石川の石川たる所以(ゆえん)は、ケガに対してへこたれず、臆病にもネガティブにもならなかった点にある。むしろ、ケガを自分の一部として取り込んだ。
「ケガの多い選手というイメージは、やっぱり嫌ですよ。ケガを乗り越えて、というのが美化されすぎるのはどうなのかとも思います。ただ、ケガに関しては、起こったことを受け入れよう、とも言い聞かせてきましたね。ケガがないのがいい選手だとは思います。でも、自分にとってはケガもひとつの試練で、それも含めて自分だから。ケガを通じて学んできたこともあるんです」
石川はサッカー選手として逃げなかった。地道で過酷な作業をこつこつと続けることができた。それが復活したあとの活躍につながった。
「自分はケガを乗り越えることで、結果も残してきました。ケガをするたび、回復までの時間で体のメンテナンスにもなった。もともと細い体もそうやって厚みを増してきました。
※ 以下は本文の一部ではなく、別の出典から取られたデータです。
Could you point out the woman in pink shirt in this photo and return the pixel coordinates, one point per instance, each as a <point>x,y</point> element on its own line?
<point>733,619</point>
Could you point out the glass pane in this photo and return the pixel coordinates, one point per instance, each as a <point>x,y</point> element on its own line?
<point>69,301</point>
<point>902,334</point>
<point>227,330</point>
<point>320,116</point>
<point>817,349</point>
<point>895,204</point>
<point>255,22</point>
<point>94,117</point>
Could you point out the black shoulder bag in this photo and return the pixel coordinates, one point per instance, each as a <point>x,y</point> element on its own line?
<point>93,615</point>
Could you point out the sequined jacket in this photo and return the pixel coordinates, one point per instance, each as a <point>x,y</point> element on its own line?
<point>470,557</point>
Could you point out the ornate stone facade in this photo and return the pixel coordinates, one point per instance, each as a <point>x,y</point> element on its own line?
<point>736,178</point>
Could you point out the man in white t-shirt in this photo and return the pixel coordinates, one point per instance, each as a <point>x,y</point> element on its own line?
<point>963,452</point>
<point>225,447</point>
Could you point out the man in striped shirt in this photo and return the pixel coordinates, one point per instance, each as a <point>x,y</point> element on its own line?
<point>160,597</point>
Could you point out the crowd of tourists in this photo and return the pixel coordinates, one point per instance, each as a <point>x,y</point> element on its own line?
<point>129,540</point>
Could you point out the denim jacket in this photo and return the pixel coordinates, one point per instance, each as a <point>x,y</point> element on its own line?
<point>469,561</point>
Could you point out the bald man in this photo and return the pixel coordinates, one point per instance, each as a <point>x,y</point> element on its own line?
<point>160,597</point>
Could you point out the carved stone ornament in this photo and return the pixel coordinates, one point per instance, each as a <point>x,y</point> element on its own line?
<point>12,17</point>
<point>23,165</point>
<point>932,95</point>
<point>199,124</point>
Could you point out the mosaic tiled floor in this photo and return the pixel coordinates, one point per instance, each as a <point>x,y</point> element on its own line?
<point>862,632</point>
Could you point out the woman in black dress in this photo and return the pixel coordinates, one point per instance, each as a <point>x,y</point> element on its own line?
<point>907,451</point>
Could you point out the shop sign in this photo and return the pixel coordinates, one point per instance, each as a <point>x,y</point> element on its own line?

悪いことばかりじゃない。
それに、ケガをすることで人の気持ちがわかるようになりました。『会社で仕事がうまくいかない』という人と、悩みの本質は同じ。だからこそ自分に共感する人がいて、そういう人からのメッセージに僕もエネルギーをもらった。プロ選手として、そういうファンを元気にできるようにまた恩返しをしたい、と」
そう語る石川のプレーが、観る人に感動を与えたのは必然だった。最後のゲームでも、引退を決めた選手とは思えない動きを見せている。その一挙手一投足が、観客を熱くさせた。
「プロってなんだろうって思うんですよ。自分よりも、うまい選手は周りにいました。生きるか死ぬか、というギラついたものかもしれませんね。プロとして、その思いを乗せたプレーができるか」
石川の生き方はプレーに表出していた。
ケガで苦しみ、もがく姿よりも、そこから立ち上がり、這い上がろうとする不屈な姿のほうが記憶に残るのだろう。いや、それすら忘れられるのか。閃光のような突破だけが思い出される日が来るのかもしれない。
18シーズン、プロフェッショナルとして戦い続けた男は翼をたたんだ。